A maior incidência de sugestões trata, na parte geral do código, da redução da maioridade penal e da revisão da legislação especial aplicável aos menores infratores; na parte especial, da criminalização da homofobia e recrudescimento das penas, especialmente quanto aos crimes contra a administração pública (por exemplo, a corrupção); e, na execução, as sugestões são para modificar o sistema progressivo do cumprimento de penas, com ênfase em maiores exigências para obtenção do benefício.
“O clamor pelo endurecimento das leis reflete o pensamento da sociedade sobre a segurança pública no Brasil.” A análise é do ministro Dipp. Ele vê na impunidade a causa deste sentimento social. Mas o ministro ressalva que o endurecimento da lei não significa a diminuição da criminalidade.
“Uma boa lei penal, condizendo com a realidade do Brasil atual, é o ponto de partida, a base, a plataforma para que as entidades envolvidas na segurança pública, no sistema de prevenção e no sistema de penalização possam trabalhar adequadamente.
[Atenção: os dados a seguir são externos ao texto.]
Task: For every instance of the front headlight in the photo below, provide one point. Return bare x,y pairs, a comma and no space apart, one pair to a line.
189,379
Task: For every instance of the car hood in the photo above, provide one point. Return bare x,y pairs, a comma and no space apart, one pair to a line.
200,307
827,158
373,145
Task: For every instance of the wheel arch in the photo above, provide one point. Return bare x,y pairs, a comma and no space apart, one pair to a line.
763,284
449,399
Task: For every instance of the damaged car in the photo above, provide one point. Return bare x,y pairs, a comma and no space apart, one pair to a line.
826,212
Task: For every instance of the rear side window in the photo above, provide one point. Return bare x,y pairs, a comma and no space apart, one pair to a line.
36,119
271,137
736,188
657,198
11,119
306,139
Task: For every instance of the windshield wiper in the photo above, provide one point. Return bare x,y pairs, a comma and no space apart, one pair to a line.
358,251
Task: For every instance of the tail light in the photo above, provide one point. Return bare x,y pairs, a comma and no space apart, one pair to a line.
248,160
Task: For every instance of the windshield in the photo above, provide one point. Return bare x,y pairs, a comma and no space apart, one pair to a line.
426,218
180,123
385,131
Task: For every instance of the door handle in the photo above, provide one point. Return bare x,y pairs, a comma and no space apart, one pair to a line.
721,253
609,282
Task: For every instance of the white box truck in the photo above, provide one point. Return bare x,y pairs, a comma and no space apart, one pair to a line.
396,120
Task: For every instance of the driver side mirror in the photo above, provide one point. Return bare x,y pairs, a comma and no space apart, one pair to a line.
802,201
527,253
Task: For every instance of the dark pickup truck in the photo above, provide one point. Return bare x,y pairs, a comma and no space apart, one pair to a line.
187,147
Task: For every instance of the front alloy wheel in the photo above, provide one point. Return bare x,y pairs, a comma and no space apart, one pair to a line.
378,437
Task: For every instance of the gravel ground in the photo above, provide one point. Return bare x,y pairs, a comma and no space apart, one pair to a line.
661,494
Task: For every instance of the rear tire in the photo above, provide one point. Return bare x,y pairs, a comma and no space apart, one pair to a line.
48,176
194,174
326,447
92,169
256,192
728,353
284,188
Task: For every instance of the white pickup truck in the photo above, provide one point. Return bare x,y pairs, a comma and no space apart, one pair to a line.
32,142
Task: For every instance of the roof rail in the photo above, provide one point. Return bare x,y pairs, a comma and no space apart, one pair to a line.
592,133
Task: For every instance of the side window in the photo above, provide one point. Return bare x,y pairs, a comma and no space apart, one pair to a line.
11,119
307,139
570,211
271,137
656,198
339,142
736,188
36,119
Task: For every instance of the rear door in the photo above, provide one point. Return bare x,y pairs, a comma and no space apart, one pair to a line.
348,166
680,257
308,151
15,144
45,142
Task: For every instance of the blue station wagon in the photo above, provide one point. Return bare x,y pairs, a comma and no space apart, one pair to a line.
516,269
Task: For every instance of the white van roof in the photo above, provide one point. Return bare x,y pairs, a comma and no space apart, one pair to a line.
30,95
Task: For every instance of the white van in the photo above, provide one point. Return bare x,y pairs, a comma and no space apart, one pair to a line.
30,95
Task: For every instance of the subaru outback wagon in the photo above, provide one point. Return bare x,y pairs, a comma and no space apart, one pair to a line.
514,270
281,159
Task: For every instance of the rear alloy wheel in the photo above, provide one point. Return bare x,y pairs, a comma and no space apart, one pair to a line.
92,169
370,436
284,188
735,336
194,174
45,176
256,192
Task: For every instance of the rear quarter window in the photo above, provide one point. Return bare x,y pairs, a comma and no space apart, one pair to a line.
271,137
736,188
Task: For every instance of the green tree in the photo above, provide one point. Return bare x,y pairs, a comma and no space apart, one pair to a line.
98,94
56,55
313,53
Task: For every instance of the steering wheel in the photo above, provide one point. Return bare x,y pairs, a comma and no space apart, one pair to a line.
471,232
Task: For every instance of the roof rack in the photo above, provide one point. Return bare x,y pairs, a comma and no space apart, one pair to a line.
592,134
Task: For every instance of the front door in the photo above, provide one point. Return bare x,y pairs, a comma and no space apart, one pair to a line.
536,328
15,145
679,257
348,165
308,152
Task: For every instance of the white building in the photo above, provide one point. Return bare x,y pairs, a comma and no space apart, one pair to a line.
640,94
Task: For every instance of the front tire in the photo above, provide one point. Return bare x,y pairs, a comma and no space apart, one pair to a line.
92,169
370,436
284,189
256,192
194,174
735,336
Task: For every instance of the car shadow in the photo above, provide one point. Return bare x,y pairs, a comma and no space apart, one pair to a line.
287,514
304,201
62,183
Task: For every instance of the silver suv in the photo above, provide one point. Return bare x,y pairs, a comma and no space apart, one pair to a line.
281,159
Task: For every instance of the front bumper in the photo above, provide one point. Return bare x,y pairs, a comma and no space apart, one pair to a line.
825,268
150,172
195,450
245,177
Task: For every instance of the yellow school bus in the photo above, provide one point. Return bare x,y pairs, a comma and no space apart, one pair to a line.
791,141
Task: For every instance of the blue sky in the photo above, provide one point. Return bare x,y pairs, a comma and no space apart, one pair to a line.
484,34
Mas só a lei não basta.” O ministro do STJ afirma que é preciso uma mudança de mentalidade, de investimentos em polícia técnica, em polícia civil, em remuneração, no combate à corrupção nos órgãos públicos. “É preciso, também, um Ministério Público dedicado e aparelhado. E é preciso um Judiciário engajado e envolvido em ter decisões justas, mas em tempo hábil”, adverte.
Pena justa
Para o relator da comissão de reforma do CP, procurador regional da República Luiz Carlos dos Santos Gonçalves, as manifestações recebidas pelos canais do Senado não demonstram propriamente um desejo de vingança da população, mas um anseio por justiça e pelo fim da impunidade. “A sociedade percebe que a lei penal não é aplicada igualmente para todos, o que gera grande desconforto”, avalia.
Ele acredita que nem sempre pena alta significa pena justa, e que é compreensível que a reação imediata a um crime violento seja o clamor por uma lei mais rígida. “Não podemos nos esquecer de que o crime é sempre a violação do direito fundamental de alguém: vida, incolumidade física, propriedade, liberdade, paz… A violência e a fraude destroem sonhos, experiências, estilos de vida”, explica Gonçalves.
Para o relator do anteprojeto do novo CP, é por essa razão que a sociedade espera que o poder público faça frente à criminalidade, evitando que a vida em sociedade seja a luta do mais forte ou astuto contra os mais fracos. “Se há um crime violento ou que causa grave lesão social e nada acontece, a confiança das pessoas no estado democrático de direito fica abalada”, afirma.
Gonçalves pondera que as penas devem ser proporcionais à lesão ao direito que o crime causa. “As penas brandas ou que não são efetivamente aplicadas também são desproporcionais”, avalia.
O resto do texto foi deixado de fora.